We have large and difficult lives. We have, variously, jobs to do, spouses and children to attend to, errands to run, friends to see; we need to keep up with current events; we have gophers in our gardens; we are taking extension courses in French or wine tasting or art appreciation; we are looking for evidence that our lovers are cheating on us; we are wondering why in the world we agreed to have 40 people over on Saturday night; we are worried about money and global warming; we are TiVo-ing five or six of our favorite TV shows.

What the writer is saying, essentially, is this: Make room in all that for this. Stop what you’re doing and read this. It had better be apparent, from the opening line, that we’re offering readers something worth their while.

I should admit that when I was as young as my students are now, I too thought of myself as writing either for myself, for some ghostly ideal reader, or, at my most grandiose moments, for future generations. My work suffered as a result.

It wasn’t until some years ago, when I was working in a restaurant bar in Laguna Beach, Calif., that I discovered a better method. One of the hostesses was a woman named Helen, who was in her mid-40s at the time and so seemed, to me, to be just slightly younger than the Ancient Mariner. Helen was a lovely, generous woman who had four children and who had been left, abruptly and without warning, by her husband. She had to work. And work and work. She worked in a bakery in the early mornings, typed manuscripts for writers in the afternoons, and seated diners at the restaurant nights.

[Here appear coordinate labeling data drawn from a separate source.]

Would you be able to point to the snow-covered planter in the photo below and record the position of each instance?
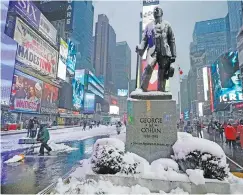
(196, 153)
(108, 158)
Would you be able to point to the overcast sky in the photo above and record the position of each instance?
(124, 16)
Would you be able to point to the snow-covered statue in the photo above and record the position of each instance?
(158, 38)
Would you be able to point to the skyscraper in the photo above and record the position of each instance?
(212, 36)
(235, 20)
(122, 71)
(104, 48)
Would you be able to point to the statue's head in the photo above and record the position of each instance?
(158, 13)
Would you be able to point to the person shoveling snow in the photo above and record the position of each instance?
(43, 137)
(16, 158)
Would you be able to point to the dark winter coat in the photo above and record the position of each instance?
(44, 135)
(230, 133)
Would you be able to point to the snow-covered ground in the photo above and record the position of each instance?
(164, 169)
(10, 142)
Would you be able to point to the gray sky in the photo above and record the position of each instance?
(124, 16)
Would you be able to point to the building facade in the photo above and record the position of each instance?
(235, 21)
(104, 47)
(81, 12)
(122, 70)
(213, 36)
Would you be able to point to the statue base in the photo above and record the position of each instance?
(151, 129)
(151, 95)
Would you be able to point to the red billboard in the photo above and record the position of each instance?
(26, 93)
(49, 100)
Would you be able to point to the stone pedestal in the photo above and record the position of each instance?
(151, 129)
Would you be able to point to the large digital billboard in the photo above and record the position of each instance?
(8, 51)
(33, 52)
(27, 10)
(71, 58)
(78, 94)
(62, 68)
(25, 93)
(122, 92)
(49, 100)
(226, 81)
(89, 103)
(65, 96)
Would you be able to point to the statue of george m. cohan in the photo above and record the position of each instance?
(158, 38)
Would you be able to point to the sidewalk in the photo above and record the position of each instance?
(13, 132)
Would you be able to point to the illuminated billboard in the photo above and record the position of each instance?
(122, 92)
(25, 93)
(71, 57)
(62, 68)
(114, 110)
(226, 81)
(8, 51)
(89, 103)
(205, 83)
(78, 94)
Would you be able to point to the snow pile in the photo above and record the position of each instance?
(14, 159)
(196, 153)
(74, 186)
(57, 148)
(186, 144)
(177, 191)
(110, 141)
(196, 176)
(236, 184)
(139, 92)
(89, 186)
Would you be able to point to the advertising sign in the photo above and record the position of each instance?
(71, 58)
(78, 94)
(122, 92)
(69, 16)
(114, 110)
(33, 52)
(89, 103)
(205, 83)
(65, 101)
(79, 75)
(8, 51)
(26, 10)
(198, 58)
(25, 93)
(49, 100)
(62, 68)
(47, 29)
(226, 81)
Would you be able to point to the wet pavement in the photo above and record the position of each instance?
(236, 155)
(36, 173)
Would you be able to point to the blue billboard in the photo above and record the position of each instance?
(226, 81)
(78, 94)
(71, 58)
(8, 51)
(89, 103)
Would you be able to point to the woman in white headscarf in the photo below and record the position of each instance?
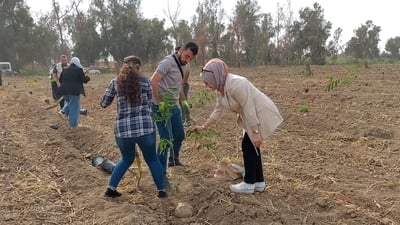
(257, 114)
(72, 79)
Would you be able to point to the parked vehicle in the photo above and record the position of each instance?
(95, 72)
(5, 67)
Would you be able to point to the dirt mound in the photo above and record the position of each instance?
(334, 160)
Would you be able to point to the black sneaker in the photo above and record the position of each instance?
(112, 193)
(176, 163)
(162, 194)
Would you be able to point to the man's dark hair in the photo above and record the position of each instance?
(192, 47)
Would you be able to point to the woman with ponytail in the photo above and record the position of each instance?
(134, 124)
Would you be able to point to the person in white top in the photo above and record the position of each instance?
(257, 114)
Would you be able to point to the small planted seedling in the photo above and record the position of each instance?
(304, 108)
(334, 83)
(205, 138)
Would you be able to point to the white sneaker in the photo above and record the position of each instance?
(243, 188)
(259, 186)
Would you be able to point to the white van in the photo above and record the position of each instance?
(5, 67)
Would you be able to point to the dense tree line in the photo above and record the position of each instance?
(243, 37)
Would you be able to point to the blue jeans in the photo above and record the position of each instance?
(172, 131)
(72, 107)
(147, 144)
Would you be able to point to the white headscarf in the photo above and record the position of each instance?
(77, 62)
(215, 72)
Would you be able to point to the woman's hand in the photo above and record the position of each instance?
(198, 128)
(257, 140)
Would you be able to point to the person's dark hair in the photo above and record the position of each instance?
(128, 80)
(192, 47)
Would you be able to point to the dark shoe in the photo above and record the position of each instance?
(162, 194)
(83, 112)
(168, 186)
(176, 163)
(112, 193)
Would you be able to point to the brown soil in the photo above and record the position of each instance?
(338, 163)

Helen was an avid reader, and her great joy, at the end of her long, hard days, was to get into bed and read for an hour before she caught the short interlude of sleep that was granted her. She read widely and voraciously. She was, when we met, reading a trashy murder mystery, and I, as only the young and pretentious might do, suggested that she try Dostoyevsky’s “Crime and Punishment,” since she liked detective stories. She read it in less than a week. When she had finished it she told me, “That was wonderful.”

“Thought you’d like it,” I answered.

She added, “Dostoyevsky is much better than Ken Follett.”

“Yep.”

Then she paused. “But he’s not as good as Scott Turow.”

Although I didn’t necessarily agree with her about Dostoyevsky versus Turow, I did like, very much, that Helen had no school-inspired sense of what she was supposed to enjoy more, and what less. She simply needed what any good reader needs: absorption, emotion, momentum and the sense of being transported from the world in which she lived and transplanted into another one.

I began to think of myself as trying to write a book that would matter to Helen. And, I have to tell you, it changed my writing. I’d seen, rather suddenly, that writing is not only an exercise in self-expression, it is also, more important, a gift we as writers are trying to give to readers. Writing a book for Helen, or for someone like Helen, is a manageable goal.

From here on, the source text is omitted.